With more than a decade writing as a professional newspaper reporter, I took up screenwriting in 2011. Not so surprisingly, that’s also when I began producing.
While they’re small potatoes compared to producing a feature, my work on the shorts only illustrated how critical the producer is to the finished film.
After I finished writing “Pink,” my feature length dramatic comedy about Sacramento’s 1969 “bottomless” stripper trial, I very much looked at it as a 50/50 proposition as far as selling it versus producing it. But as difficult the task of producing it is, believe path of an unknown screenwriter is equally difficult and is more passive route, as writer hope to win a screenwriting contest to be even considered by an agent.
With plenty of time to think during the drive home from Los Angeles to Sacramento, I resolved to redouble my efforts. If I want to sit at the big table as a producer, I need to start acting like a producer.
In that spirit I’ve decided to kick off 2015 with a bang. On Jan. 1, I launch my debut short “Dance Step of Death” as free content on Vimeo, after a good run on the Amazon Marketplace.
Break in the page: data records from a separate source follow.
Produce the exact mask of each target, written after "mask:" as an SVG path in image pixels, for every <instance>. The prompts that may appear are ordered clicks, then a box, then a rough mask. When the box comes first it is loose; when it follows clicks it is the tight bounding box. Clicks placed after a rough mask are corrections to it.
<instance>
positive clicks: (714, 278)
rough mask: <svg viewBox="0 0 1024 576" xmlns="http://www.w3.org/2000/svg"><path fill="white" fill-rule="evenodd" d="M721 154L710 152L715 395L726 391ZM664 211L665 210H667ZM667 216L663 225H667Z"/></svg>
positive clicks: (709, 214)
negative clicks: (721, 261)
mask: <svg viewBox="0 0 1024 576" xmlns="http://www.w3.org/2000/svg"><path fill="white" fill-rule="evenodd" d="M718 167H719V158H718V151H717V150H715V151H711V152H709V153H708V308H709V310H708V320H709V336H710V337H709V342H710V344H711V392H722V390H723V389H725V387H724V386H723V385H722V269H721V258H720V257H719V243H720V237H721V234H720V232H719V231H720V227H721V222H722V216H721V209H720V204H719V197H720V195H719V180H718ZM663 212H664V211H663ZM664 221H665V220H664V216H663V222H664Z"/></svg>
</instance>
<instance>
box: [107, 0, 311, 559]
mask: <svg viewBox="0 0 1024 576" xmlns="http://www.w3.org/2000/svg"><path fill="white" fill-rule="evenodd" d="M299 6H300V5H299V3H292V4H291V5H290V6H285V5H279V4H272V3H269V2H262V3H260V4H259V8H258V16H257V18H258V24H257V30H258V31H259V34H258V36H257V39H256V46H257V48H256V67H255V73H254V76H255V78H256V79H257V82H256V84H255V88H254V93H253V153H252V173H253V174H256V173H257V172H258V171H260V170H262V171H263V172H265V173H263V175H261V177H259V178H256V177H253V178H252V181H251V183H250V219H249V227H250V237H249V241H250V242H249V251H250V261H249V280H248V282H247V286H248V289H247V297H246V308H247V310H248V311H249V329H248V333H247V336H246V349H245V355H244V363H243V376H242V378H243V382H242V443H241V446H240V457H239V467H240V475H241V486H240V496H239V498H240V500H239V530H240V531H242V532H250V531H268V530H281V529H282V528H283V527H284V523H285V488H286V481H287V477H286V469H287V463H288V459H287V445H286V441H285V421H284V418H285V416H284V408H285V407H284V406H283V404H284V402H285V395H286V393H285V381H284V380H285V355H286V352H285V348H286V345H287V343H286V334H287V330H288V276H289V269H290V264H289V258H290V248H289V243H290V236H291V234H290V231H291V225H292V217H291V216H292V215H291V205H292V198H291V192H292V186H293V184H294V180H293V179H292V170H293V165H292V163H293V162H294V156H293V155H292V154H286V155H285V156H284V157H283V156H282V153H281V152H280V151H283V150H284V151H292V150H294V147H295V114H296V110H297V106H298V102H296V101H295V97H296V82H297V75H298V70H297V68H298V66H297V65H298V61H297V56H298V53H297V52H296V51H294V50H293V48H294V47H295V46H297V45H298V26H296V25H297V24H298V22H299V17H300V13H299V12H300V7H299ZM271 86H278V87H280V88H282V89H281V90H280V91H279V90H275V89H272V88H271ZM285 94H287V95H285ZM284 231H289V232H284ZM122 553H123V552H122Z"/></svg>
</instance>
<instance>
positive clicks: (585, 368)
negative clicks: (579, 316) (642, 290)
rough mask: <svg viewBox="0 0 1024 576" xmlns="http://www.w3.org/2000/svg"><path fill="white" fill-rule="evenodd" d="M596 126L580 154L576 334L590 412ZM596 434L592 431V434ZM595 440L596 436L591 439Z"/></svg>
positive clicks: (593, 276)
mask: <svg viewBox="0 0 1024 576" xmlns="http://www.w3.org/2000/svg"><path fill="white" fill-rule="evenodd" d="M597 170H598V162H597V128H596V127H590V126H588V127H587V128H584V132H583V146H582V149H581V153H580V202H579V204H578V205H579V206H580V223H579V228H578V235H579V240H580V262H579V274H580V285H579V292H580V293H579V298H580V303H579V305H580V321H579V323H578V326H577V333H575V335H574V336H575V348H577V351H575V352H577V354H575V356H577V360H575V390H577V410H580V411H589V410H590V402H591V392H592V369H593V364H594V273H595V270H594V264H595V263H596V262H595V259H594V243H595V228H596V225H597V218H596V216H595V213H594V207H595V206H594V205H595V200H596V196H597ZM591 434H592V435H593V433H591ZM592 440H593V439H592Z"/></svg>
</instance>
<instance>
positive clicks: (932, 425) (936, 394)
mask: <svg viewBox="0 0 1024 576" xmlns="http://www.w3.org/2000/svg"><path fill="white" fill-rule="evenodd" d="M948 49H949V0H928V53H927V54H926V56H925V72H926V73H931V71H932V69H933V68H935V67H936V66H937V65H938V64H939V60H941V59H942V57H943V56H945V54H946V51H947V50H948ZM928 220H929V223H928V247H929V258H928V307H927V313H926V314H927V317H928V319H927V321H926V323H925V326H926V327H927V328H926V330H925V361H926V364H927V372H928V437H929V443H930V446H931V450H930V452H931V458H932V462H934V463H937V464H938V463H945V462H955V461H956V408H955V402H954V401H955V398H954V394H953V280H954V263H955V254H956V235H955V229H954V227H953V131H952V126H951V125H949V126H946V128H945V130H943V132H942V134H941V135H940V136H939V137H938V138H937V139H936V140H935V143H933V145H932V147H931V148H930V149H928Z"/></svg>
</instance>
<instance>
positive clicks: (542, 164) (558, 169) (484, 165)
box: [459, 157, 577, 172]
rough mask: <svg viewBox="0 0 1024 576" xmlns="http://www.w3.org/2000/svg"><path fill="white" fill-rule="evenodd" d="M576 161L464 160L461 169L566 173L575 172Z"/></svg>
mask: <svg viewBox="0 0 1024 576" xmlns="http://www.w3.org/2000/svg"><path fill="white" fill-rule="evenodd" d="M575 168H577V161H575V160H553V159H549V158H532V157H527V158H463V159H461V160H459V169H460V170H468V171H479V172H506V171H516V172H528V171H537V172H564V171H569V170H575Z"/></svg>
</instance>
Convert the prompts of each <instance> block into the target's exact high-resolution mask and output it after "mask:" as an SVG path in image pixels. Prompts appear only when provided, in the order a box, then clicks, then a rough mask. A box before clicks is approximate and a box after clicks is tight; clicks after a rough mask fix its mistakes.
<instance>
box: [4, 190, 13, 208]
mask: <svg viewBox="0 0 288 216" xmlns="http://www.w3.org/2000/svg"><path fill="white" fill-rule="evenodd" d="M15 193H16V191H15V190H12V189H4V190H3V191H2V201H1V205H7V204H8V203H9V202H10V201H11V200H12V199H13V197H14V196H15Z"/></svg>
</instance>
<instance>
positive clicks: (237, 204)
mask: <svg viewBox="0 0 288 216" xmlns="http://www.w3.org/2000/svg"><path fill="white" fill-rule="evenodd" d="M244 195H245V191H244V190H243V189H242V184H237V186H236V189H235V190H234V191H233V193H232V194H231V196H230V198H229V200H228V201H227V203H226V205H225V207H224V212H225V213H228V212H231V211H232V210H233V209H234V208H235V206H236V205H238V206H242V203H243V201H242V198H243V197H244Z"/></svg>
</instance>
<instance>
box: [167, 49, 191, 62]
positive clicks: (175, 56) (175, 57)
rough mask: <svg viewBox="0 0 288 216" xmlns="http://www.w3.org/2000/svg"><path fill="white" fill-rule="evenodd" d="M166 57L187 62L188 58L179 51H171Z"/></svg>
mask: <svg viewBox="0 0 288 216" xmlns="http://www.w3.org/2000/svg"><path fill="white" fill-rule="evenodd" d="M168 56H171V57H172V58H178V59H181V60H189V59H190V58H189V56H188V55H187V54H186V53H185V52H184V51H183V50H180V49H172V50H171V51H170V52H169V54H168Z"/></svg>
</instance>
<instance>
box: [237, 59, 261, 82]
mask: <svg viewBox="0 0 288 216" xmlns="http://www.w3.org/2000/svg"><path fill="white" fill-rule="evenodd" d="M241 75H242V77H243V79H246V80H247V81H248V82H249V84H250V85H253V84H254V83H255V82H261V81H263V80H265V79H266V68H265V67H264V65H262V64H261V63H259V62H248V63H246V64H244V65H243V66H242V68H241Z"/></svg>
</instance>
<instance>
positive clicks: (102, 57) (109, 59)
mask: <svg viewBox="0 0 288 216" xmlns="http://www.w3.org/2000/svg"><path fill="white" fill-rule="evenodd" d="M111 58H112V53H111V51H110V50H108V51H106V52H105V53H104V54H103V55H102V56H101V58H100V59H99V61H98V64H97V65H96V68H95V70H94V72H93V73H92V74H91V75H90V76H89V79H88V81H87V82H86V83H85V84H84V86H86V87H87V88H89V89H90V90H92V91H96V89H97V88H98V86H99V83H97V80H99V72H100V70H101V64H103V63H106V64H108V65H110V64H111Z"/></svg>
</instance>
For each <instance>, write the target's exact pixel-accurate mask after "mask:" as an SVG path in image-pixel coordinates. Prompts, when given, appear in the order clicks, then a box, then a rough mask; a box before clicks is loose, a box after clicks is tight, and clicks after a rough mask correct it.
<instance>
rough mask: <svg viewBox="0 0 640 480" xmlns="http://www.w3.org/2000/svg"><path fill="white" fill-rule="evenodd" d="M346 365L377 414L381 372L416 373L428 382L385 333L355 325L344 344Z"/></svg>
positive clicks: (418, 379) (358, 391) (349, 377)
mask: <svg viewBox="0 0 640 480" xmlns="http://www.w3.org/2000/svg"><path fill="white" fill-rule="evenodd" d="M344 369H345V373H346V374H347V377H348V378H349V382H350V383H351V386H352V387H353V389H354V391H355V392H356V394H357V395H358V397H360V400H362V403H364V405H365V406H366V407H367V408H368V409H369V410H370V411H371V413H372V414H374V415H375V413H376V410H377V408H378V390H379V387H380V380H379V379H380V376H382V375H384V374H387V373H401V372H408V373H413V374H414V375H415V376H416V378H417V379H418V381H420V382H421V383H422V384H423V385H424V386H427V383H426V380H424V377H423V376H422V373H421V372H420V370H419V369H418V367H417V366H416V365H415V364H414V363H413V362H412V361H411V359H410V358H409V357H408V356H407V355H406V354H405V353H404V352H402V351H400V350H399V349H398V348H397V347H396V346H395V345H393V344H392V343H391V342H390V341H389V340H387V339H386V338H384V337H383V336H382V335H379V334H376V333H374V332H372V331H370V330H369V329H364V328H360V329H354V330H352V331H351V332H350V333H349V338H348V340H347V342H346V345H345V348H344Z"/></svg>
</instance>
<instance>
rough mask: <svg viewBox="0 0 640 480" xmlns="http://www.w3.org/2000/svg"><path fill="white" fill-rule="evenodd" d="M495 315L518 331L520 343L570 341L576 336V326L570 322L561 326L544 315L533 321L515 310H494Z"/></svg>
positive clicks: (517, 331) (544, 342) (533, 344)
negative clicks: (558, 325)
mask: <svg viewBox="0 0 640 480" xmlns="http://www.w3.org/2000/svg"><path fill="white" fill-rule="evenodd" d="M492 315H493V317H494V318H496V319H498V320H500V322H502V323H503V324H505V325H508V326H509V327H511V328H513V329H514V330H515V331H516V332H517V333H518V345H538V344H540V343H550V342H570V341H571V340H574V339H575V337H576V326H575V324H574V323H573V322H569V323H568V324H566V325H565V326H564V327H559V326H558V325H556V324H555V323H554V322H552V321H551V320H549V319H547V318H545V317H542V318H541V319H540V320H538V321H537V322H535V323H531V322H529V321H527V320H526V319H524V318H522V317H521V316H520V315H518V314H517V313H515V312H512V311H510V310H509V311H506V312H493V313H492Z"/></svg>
On Jan. 14 we’re hosting a live screening of my 2014 project “Goldie.”(Yes I know there is something else big happening that night.) The “audience choice” winner of the Sacramento International Film Festival’s “48 hour film challenge,” “Goldie” is an LGBT-friendly dramatic short about a woman trying find her way after making a big life change.
My focus remains on making Pink happen, but by working the mechanics of digital distribution, festival submissions and supporting the projects at festivals I will undoubtedly strengthen my film connections, help build an audience for Pink and earn credibility among investors.